Perhaps his greatest love after the Maker and the Chantry is history. He has read, and will read, pretty much any book, scroll, page or scrap of writing he can get his hands on with glee, particularly if it is religious in nature. Minstrels and Bards hold a similar level of interest for him, because of their stories. (Until he finds out what Bards really do, anyway.) Had he not become a Templar, he likely would have become a scholar, so intense is his fascination with history.
Alderic is fiercely pious and devoted to the Maker, and his vows are his absolute priority in life. He very rarely loses his temper, but questioning the Chantry is one easy way to make it happen. He makes no attempt to hide his faith -- not that he could, being what he is, but he will not attempt to keep religiosity out of conversation, or pray silently, or anything of the sort. He is never preachy, however, and there is a difference.

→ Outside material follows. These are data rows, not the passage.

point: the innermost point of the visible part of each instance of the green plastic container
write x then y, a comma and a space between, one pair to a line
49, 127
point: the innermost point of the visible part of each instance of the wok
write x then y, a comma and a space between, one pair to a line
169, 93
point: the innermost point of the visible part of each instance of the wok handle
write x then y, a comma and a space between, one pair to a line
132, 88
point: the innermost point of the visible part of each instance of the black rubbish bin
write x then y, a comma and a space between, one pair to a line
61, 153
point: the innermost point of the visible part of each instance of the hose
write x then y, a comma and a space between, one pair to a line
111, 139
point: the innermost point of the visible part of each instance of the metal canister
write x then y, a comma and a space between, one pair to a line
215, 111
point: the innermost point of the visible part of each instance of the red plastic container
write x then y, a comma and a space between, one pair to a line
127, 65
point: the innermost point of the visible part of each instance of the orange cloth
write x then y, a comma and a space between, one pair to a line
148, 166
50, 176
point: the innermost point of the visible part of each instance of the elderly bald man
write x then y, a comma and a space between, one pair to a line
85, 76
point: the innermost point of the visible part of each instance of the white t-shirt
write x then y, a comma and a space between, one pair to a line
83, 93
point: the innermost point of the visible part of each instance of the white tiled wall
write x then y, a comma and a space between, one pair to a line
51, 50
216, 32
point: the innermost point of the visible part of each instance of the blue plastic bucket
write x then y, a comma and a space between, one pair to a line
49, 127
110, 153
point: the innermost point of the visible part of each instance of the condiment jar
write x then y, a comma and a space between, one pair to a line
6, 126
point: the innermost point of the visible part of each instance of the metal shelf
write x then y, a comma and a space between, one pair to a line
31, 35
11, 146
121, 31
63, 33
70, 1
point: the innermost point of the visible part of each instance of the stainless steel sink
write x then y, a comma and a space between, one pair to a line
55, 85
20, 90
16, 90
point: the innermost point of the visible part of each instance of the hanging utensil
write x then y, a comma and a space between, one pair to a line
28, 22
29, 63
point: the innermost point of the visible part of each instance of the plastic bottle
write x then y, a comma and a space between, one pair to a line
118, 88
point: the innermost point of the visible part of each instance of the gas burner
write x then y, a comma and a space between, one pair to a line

He will do whatever it takes to perform the Maker's will, and like many Templars, this often leads him to make decisions in morally grey areas -- he will do what is "right" every time. This, inevitably, will lead to him butting heads with people. On that subject, he can be very stubborn.
Another thing he is unrelenting on is, naturally, Apostates and Maleficars.
He's not entirely unsympathetic towards Apostates, but will, in the end, always perform his duty first and foremost -- which includes hunting Apostates. It's possible for him to be talked down from killing one, unless he's been assigned to hunt them of course, or if he knows they've done something terrible. While he may offer them a small amount of courtesy, he will always be stand-offish with them. He doesn't trust them, and watch diligently for the first time they falter or give him an excuse to dispose of them. At which point, they're in the Maker's hands.
Blood Mages, on the other hand, are a No Holds Barred territory for him. With them, the gloves come off and all politeness goes out the window.